At the heart of this job-hopping lies a deep discontent which comes about when our expectations of the amazing lives we are told we should be living don’t align with the mundane and tedious reality of charting a career path.
Yet there is a fine line between accepting that career discontentment exists and feeling entitled to not having to experience it ever, a nuance that has only recently gotten attention.
The label becomes a psychological crutch, emphasising our inability to deal with reality.
Yet to understand why millennials feel this way, it’s essential to realise that the world they’ve grown up in is radically different from their parents’.
For millennials, growing up with the internet has undoubtedly influenced their definitions of success. In the age of social media, we are bombarded with encouragement to dream big, along with the pressure to be successful multi-hyphenates.
From actresses who are also fashion designers, to social entrepreneurs who dabble in photography, these role models reinforce that we must find our career fulfilment in more than one field to be considered successful.
Not only does this mean that we can no longer claim to be clueless about what to do with our lives, it’s also become necessary for us to find a few things that fulfil us all at once.
It’s either this, or settling for the narrative that we are somehow not living our best life; that we are not thriving or achieving what we deserve.
All this is compounded with the fact that millennials have the luxury of both space and time that their parents never did. This is usually what tends to trigger older folks.
Armed with the privilege of living a relatively comfortable life where we are not forced to put food on the table or raise a family, many of us in our mid-to-late 20s can afford to explore our options and seek a job that gives us ‘purpose’. We can live at home, and not have to settle for jobs we hate just so we can pay the rent.

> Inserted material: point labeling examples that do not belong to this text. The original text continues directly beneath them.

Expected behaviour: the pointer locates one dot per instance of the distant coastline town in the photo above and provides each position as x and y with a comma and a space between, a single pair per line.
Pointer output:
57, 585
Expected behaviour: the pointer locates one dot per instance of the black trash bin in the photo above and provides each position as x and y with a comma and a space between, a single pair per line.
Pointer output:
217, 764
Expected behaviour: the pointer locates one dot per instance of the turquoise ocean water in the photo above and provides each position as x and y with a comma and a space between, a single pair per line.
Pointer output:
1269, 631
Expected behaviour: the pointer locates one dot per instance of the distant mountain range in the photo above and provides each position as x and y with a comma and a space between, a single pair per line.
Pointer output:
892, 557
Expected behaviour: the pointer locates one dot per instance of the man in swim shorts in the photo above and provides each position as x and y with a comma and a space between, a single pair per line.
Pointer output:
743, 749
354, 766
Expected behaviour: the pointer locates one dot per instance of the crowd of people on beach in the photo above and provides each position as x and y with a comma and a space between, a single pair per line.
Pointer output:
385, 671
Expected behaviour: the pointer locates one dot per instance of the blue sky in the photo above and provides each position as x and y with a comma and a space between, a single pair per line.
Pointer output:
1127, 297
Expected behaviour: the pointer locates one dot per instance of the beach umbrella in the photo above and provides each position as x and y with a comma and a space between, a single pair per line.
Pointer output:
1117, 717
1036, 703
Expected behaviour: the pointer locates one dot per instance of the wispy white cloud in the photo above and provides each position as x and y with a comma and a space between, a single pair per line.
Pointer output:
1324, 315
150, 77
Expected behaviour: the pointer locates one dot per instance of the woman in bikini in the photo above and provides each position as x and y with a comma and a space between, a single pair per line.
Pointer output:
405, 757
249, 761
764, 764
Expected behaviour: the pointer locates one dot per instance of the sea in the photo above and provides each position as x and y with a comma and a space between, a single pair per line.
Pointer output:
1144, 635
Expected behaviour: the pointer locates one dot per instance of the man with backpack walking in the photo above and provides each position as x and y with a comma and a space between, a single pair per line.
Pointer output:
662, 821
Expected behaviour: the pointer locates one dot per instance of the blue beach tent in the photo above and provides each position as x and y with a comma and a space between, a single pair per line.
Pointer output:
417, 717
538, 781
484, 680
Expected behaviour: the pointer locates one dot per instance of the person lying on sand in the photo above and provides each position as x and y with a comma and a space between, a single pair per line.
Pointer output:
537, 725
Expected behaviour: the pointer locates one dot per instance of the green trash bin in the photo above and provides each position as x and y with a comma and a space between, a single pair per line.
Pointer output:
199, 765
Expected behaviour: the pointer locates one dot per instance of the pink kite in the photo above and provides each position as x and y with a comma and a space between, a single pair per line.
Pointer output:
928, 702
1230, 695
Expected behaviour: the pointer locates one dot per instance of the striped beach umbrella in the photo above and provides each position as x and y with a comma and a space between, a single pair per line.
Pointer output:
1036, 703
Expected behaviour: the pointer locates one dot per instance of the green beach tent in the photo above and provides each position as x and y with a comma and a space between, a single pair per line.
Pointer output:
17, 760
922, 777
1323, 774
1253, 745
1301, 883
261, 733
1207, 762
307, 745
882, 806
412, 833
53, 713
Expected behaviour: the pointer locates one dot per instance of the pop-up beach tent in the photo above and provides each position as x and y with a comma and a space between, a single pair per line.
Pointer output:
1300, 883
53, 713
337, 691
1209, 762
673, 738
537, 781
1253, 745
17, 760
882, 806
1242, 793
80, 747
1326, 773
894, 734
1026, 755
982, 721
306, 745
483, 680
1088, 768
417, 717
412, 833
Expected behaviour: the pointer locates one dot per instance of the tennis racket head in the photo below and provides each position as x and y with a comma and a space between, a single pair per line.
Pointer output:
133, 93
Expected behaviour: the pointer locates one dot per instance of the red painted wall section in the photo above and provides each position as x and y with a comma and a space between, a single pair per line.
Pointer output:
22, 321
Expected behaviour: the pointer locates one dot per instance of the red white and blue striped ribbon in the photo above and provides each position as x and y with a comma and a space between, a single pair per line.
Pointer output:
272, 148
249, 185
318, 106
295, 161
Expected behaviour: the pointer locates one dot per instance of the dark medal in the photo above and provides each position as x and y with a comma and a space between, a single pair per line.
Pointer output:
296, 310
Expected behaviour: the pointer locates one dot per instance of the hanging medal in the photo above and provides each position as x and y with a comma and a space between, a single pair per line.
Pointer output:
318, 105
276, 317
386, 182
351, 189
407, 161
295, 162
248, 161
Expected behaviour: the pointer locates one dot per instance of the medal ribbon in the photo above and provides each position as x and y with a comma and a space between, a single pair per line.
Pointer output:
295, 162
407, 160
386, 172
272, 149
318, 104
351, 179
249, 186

In turn, this freedom becomes its own prison.
But when we liberally use the label “quarter-life crisis” for every instance that we desire a new job because we don’t enjoy our current one, we reinforce the tendency to call it quits before we even have a chance to understand where the discontentment comes from.

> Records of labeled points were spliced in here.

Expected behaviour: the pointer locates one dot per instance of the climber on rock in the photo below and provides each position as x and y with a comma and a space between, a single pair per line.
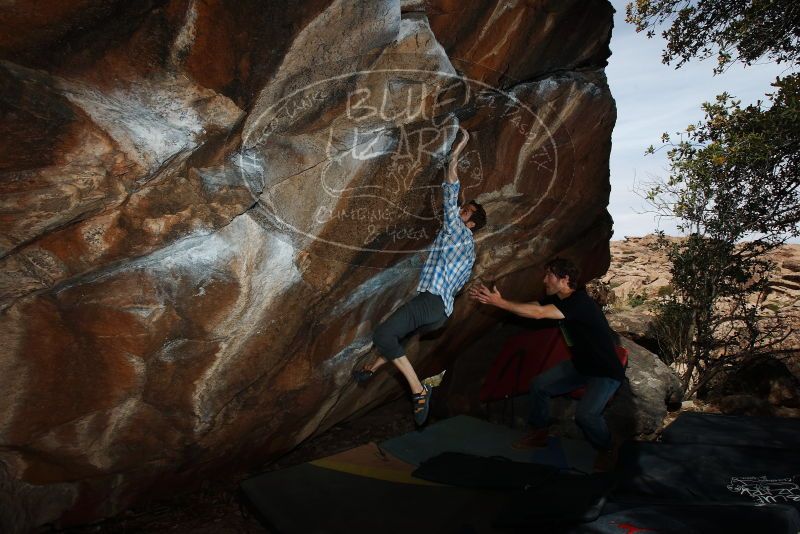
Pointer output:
594, 362
445, 272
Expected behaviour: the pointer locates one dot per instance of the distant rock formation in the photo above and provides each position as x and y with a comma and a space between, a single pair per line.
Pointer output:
208, 205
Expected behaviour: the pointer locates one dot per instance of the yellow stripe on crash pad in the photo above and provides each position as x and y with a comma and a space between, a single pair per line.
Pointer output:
379, 473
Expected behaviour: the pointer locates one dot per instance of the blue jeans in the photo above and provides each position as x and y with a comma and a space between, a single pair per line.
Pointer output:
564, 378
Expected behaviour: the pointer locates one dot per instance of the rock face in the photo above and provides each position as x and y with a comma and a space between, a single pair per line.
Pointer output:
208, 206
638, 274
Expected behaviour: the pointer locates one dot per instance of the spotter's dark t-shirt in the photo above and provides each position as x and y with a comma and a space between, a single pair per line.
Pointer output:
593, 351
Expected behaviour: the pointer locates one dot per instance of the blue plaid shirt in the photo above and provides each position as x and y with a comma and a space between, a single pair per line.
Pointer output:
449, 264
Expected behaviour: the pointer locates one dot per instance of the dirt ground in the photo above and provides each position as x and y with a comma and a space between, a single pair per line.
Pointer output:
215, 509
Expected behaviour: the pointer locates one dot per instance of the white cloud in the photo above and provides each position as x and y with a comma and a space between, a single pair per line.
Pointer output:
653, 98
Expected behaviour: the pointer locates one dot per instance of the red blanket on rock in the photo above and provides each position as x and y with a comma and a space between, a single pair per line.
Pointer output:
525, 356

After our umpteenth “quarter-life crisis”, it becomes clear that calling career disillusionment a “quarter-life crisis” doesn’t make things better. In fact, the label becomes a psychological crutch, emphasising our inability to deal with reality.
It may also be precisely the thing holding us back. Comfortable with the knowledge that everyone else is going through the same thing, we lack the desire to enact any real change in our lives.
Instead of targeting the root of why we are unhappy in our careers and/or lives, we settle for addressing the superficial issue: holding the wrong job. So we carelessly pick another job just to get a change in environment, unaware that we will eventually feel disillusioned and job hop again.
We end up perpetuating our own cycle of being stuck in one crisis after another.
What could alleviate the almost inevitable quarter-life crisis is firstly recognising that the culture of success that’s glorified in mainstream narratives is all an illusion. Stories about amazing and passionate multi-hyphenates are unrealistic for many of us ordinary folk.
While we may accept that what was expected of our parents’ generation is completely different from what’s expected of us, this difference in lifestyle and upbringing shouldn’t excuse our generation’s need to call everything a “crisis” when we merely face the common anxieties of being an adult.
Ultimately, it’s about embracing these feelings as a perfectly normal and expected part of life. All this so that when life gives lemons to a strawberry generation, we can finally make sweet lemonade.